On Christmas night we stayed at my Mum and Dad's house along with the Watsons and Chrish.  We planned on doing something together as a family on Boxing Day and the weather was okay, but not really warm enough to hang out at the beach all day, so instead we thought we would go back to Alum Cliffs for a short walk like we did at Easter time. 

While we were waiting for Steph, Becky and Jared and the kids to arrive Maddie spoiled me by doing my hair.  Oh how I wish I had girls sometimes! It was so nice having my hair done.  

All the cousins love being with each other and it's so nice watching them play together. The girls decided to go and pick some of Grandpa's raspberries.
Everyone is excited to have Uncle Chrish home for three months.

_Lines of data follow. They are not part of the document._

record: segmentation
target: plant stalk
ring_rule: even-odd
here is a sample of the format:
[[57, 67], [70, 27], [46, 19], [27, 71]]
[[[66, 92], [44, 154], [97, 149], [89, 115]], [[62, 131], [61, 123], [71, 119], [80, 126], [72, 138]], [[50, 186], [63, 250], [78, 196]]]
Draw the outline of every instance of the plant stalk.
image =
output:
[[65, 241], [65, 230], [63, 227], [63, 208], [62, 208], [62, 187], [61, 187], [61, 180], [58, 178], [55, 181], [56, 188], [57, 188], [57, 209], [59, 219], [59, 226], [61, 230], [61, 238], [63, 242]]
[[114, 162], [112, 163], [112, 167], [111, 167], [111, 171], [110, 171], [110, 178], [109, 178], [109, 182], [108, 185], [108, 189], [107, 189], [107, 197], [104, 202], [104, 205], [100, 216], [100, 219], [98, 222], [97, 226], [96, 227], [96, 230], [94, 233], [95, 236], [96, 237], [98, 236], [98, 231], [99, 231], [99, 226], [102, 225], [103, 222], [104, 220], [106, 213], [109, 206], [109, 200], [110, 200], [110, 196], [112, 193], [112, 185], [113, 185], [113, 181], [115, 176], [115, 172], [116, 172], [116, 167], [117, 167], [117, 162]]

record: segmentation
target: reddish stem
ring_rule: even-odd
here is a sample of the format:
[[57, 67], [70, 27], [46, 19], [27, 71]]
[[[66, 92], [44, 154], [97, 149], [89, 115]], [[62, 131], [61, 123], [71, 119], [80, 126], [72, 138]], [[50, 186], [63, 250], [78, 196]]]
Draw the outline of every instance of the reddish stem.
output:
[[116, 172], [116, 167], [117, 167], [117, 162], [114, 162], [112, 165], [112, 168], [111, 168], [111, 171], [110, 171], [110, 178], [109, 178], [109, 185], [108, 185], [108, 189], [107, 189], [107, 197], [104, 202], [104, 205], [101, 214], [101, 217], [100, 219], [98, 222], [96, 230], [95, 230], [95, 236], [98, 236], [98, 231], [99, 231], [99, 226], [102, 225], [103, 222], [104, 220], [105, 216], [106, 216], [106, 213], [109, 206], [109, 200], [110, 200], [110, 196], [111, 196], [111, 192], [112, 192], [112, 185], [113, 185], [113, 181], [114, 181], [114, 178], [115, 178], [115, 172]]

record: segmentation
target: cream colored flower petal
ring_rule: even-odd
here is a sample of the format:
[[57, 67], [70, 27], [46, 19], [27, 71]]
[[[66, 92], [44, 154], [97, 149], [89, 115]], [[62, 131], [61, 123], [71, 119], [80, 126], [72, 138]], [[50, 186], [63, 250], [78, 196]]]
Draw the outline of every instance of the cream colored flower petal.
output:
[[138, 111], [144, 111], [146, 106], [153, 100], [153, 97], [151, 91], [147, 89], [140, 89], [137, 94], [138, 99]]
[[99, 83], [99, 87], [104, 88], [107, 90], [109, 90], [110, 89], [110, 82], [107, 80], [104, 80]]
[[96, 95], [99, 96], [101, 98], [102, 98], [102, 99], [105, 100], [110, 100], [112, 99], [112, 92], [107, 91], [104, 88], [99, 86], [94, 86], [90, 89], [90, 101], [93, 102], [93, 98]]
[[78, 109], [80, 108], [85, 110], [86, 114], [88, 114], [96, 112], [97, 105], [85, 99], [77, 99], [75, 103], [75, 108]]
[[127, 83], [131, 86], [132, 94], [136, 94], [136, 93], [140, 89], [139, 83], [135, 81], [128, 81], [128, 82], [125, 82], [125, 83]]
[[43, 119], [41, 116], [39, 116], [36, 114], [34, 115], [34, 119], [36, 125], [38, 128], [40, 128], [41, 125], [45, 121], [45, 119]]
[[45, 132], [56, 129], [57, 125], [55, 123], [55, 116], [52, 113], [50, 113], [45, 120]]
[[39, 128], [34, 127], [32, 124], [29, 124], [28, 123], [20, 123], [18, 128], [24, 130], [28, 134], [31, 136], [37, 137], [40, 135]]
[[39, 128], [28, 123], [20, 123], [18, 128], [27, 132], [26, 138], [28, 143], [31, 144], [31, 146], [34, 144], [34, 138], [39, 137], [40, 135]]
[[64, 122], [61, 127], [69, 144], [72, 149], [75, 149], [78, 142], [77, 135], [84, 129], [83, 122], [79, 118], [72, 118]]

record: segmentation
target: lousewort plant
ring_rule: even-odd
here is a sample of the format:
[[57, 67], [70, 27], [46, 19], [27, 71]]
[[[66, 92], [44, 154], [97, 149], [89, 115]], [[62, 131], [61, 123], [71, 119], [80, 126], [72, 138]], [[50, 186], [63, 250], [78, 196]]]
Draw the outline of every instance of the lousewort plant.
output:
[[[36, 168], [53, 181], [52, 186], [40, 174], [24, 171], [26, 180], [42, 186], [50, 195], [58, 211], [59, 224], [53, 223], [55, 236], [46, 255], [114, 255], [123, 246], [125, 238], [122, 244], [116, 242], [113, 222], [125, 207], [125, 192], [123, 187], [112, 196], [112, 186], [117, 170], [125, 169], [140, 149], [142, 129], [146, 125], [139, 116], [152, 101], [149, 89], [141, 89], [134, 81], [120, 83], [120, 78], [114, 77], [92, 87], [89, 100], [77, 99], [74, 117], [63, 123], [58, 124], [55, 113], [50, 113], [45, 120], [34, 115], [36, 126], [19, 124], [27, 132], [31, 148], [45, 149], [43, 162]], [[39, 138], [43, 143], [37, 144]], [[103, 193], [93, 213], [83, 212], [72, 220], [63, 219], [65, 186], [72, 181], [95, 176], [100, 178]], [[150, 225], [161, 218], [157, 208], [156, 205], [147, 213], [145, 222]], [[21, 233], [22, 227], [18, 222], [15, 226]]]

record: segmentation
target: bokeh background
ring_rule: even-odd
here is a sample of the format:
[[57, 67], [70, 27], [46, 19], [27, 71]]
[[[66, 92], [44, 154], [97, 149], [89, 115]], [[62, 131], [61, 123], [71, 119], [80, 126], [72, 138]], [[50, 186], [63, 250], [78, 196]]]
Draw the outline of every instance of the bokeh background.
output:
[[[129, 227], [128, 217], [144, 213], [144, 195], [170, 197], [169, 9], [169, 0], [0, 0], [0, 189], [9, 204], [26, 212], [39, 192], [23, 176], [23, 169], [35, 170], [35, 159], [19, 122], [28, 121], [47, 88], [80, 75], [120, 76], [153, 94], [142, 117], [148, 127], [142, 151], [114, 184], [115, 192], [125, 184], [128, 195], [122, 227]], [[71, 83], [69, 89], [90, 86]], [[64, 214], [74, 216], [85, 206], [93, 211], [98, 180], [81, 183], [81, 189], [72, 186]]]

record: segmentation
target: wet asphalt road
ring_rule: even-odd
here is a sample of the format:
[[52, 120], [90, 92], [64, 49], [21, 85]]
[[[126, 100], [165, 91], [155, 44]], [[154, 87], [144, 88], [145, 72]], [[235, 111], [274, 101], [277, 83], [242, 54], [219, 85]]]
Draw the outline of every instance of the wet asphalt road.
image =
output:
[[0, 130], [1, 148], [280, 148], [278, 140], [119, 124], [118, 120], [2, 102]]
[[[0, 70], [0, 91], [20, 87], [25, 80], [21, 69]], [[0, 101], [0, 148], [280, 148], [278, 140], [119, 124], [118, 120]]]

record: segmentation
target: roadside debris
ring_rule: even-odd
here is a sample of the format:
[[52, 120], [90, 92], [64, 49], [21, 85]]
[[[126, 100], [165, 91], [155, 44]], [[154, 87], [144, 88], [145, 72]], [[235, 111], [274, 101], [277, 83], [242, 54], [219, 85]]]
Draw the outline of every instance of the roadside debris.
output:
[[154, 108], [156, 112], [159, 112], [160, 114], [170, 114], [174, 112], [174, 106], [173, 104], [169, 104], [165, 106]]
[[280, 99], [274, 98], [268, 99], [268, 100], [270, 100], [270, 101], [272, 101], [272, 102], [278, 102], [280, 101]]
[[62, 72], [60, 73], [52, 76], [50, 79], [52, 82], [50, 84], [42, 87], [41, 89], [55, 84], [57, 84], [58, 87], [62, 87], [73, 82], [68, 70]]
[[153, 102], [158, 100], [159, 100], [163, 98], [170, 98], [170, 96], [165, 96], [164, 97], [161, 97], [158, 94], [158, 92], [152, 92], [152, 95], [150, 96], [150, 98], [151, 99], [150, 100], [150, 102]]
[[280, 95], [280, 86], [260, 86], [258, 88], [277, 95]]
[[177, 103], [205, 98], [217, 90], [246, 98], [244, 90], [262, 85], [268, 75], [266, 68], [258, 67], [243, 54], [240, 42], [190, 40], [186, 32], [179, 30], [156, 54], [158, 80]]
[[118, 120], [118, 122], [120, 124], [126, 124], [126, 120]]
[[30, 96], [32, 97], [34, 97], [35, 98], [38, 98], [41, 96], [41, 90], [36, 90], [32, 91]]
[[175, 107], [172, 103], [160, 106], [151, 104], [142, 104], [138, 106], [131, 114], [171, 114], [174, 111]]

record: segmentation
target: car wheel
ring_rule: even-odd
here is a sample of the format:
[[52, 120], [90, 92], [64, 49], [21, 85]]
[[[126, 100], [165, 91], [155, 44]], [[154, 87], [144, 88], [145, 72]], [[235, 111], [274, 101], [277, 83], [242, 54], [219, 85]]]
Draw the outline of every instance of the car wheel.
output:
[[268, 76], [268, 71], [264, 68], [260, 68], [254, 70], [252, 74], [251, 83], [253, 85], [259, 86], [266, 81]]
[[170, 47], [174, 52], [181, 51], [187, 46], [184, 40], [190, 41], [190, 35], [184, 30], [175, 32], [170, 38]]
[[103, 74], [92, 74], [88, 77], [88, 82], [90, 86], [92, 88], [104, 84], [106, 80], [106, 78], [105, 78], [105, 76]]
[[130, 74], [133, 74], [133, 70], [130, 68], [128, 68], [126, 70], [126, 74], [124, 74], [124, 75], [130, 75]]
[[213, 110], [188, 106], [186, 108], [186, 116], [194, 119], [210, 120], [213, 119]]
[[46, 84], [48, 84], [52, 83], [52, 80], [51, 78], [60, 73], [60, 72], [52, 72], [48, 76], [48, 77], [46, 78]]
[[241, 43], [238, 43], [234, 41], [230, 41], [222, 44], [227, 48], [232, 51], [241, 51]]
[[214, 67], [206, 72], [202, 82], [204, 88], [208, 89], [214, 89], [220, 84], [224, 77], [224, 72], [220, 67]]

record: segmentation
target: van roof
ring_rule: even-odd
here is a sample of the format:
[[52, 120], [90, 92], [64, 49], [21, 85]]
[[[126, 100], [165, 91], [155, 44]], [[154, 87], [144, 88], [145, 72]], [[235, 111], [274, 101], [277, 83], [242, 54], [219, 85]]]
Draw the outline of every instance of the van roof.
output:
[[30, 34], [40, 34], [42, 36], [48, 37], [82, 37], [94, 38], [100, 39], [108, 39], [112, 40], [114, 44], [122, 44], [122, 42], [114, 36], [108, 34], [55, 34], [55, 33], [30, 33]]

My sister in law Steph was very thoughtful and brought along a helium tank and balloons so we could take balloons on our walk and let them go to Aaron and Noah.

They started off well, but not many made it to the end and we heard lots of popping along the way.

Linc being carried by Uncle Jared.


Even though we had been there before I'm still amazed by the beautiful scenery. 

 
My cousins Jarom and Corom joined us for the walk.  I haven't seen Corom for ages so it was so nice to see him again.  When I was seventeen I was their nanny as they travelled around the USA looking for treatment for him (he is autistic).  At the time Corom was only four years old but even all these years later he still remembers me when he sees me.  Jarom asked him who I was and he looked at me for a few seconds and then said 'it's Lisa!' in his big deep voice.  He was so happy by the end of the walk.  

My boys have been around a lot of kids with disabilities but they were fascinated by Corom. I was so proud of Jay who just talked to him like he would anyone else and wasn't worried that he was so big and loud.  Harri made me smile when he said 'he has the biggest disability I have ever seen!'.  I laughed and said 'is he more disabled than Noah?' and he said he was. It's funny how they just get used to a particular disability, and I found it interesting that Harri thought that Corom was more disabled than Noah, even though he has no physical disabilities.

My cousins have a website called Tassie Boys which helps raise funds for families who have someone in their family who has autism.  


On the way back to Mum and Dad's we thought we'd check out the honey farm at Chudleigh. 
I was surprised as to how well it was set up.

Fussy Jalen isn't too sure about trying the chocolate honey.